MacCready realized that the iteration cycle was the problem.

Aerodynamics of conventional prop planes is by now a done deal. With anything
from a Piper-Cub to a 747, there are tons of similar craft already existing
you can imitate and a market from which you can draw funding to build near-
production functionality prototypes.

This was not true for the extremely low power region of the design space,
however. For that region of the design space, he returned to the "tinkering"
paradigm of the Wright Brothers.

There is a clear and clearly useful analogy for startups here.

------
ChuckFrank
Thank you. That was a fantastic story. The key here was to design a better --
design/build/test/verify/iterate -- system.

Once MacCready figured that out, creating the mylar + aluminum place becomes
almost intuitive. However the best part of the story for me was the fact that
this took place a full 18 years after the challenge had been issued. And we
worry about missing an opportunity to address the challenges by weeks or
months.

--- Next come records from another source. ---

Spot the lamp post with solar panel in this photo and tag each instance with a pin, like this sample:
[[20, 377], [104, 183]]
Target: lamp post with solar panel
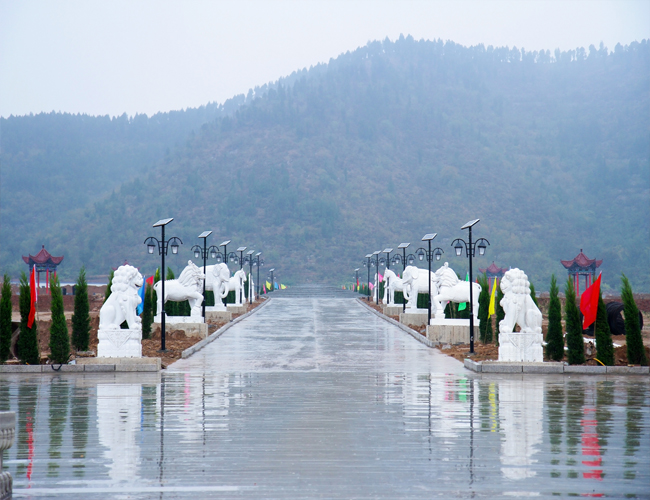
[[163, 246], [470, 251]]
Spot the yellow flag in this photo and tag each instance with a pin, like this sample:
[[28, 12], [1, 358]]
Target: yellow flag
[[492, 309]]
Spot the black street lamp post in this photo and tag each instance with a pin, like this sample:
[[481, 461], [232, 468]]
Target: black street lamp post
[[470, 251], [203, 252], [163, 245], [368, 263]]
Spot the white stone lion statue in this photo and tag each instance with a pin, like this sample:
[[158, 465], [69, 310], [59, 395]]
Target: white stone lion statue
[[124, 299], [235, 283], [187, 286], [518, 304], [446, 287]]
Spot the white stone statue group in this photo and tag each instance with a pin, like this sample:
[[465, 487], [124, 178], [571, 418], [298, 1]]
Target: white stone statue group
[[445, 288]]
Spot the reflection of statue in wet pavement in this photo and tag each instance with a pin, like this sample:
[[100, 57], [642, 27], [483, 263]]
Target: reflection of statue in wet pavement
[[521, 414], [518, 305], [118, 422]]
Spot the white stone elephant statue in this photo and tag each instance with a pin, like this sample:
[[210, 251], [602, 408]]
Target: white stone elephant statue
[[235, 283], [414, 281], [446, 287], [215, 278], [392, 284], [187, 286]]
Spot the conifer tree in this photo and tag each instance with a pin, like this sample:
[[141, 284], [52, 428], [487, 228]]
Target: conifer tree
[[604, 345], [81, 316], [554, 335], [147, 312], [574, 339], [483, 306], [5, 320], [59, 338], [635, 349], [28, 340]]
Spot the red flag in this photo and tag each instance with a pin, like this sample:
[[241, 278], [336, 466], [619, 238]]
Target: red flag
[[589, 303], [33, 296]]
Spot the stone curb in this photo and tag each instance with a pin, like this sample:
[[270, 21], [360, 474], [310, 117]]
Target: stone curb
[[553, 367], [416, 335], [200, 345], [47, 369]]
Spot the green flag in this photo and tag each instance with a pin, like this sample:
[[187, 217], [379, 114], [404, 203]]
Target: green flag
[[463, 305]]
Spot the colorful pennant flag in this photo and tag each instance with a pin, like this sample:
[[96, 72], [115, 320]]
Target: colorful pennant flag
[[589, 303], [492, 309], [33, 292]]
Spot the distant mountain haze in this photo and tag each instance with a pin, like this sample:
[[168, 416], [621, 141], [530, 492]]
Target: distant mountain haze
[[377, 147]]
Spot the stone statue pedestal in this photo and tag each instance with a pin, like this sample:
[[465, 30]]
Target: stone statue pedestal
[[451, 331], [415, 317], [521, 347], [190, 329], [393, 310], [119, 343]]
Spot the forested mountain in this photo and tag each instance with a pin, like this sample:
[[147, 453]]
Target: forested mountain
[[385, 144]]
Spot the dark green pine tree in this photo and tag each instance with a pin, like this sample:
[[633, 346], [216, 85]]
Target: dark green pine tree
[[574, 339], [604, 345], [635, 350], [500, 313], [5, 320], [59, 338], [81, 316], [483, 306], [554, 335], [28, 340], [147, 312]]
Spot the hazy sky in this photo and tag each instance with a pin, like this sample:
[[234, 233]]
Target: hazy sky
[[140, 56]]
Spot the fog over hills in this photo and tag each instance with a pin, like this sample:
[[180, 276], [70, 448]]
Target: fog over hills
[[379, 146]]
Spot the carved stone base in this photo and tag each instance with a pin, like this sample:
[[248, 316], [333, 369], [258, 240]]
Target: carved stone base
[[217, 316], [199, 330], [118, 343], [521, 347], [393, 310], [450, 331], [415, 317]]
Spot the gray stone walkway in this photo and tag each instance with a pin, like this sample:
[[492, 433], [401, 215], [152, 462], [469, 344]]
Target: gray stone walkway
[[318, 398]]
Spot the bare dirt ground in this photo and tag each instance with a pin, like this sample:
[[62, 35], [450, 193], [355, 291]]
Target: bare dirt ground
[[490, 352]]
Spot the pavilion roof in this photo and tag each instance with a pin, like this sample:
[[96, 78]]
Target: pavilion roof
[[42, 257], [493, 269], [582, 261]]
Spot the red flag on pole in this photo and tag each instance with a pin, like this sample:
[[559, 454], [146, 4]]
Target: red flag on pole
[[33, 296], [589, 303]]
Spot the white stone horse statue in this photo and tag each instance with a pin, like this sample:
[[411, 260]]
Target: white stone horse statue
[[446, 287], [394, 284], [414, 281], [215, 277], [235, 283], [187, 286]]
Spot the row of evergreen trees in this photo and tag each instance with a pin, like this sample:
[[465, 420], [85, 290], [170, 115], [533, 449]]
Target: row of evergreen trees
[[27, 347]]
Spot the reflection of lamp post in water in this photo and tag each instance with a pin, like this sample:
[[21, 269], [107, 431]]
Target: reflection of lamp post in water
[[162, 244]]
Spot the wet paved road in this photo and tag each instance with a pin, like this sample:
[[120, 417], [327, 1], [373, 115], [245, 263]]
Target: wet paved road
[[321, 399]]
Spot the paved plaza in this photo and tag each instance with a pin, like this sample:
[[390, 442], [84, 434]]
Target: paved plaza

Instead, let's remember that a solution twice as good will catch any
front runner.

------
zipdog
I saw the Gossamer Condor at the Smithsonian and was struck by how flimsy it
looked. But now understanding that the plane was designed primarily to iterate
quickly, that 'weak' design makes a lot more sense. It makes me wonder how
many projects are too concerned about the ultimate appearance before they get
the functionality complete, when appearance should flow from functionality.

------
wccrawford
I just wrote a comment yesterday about how I remove pain-points so I can work
more efficiently... This is pretty close. Nice to know the concept has been
around for so long.

Wish more people would think about it.

------
skarayan
Great article. As developers, many of us fall into the trap of build build
build. As smarter developers (and businessmen), we should create a cycle where
we fail quickly, learn, and get up.

------
johnrob
A very relevant application of this concept: the lean startup!

------
mikecane
Sounds like a tale Edward de Bono would tell!
<http://en.wikipedia.org/wiki/Edward_de_bono>

------
est
The X-Y problem

[http://www.reddit.com/r/programming/comments/gmdkb/the_xy_pr...](http://www.reddit.com/r/programming/comments/gmdkb/the_xy_problem_as_it_is_sometimes_called_is_a/)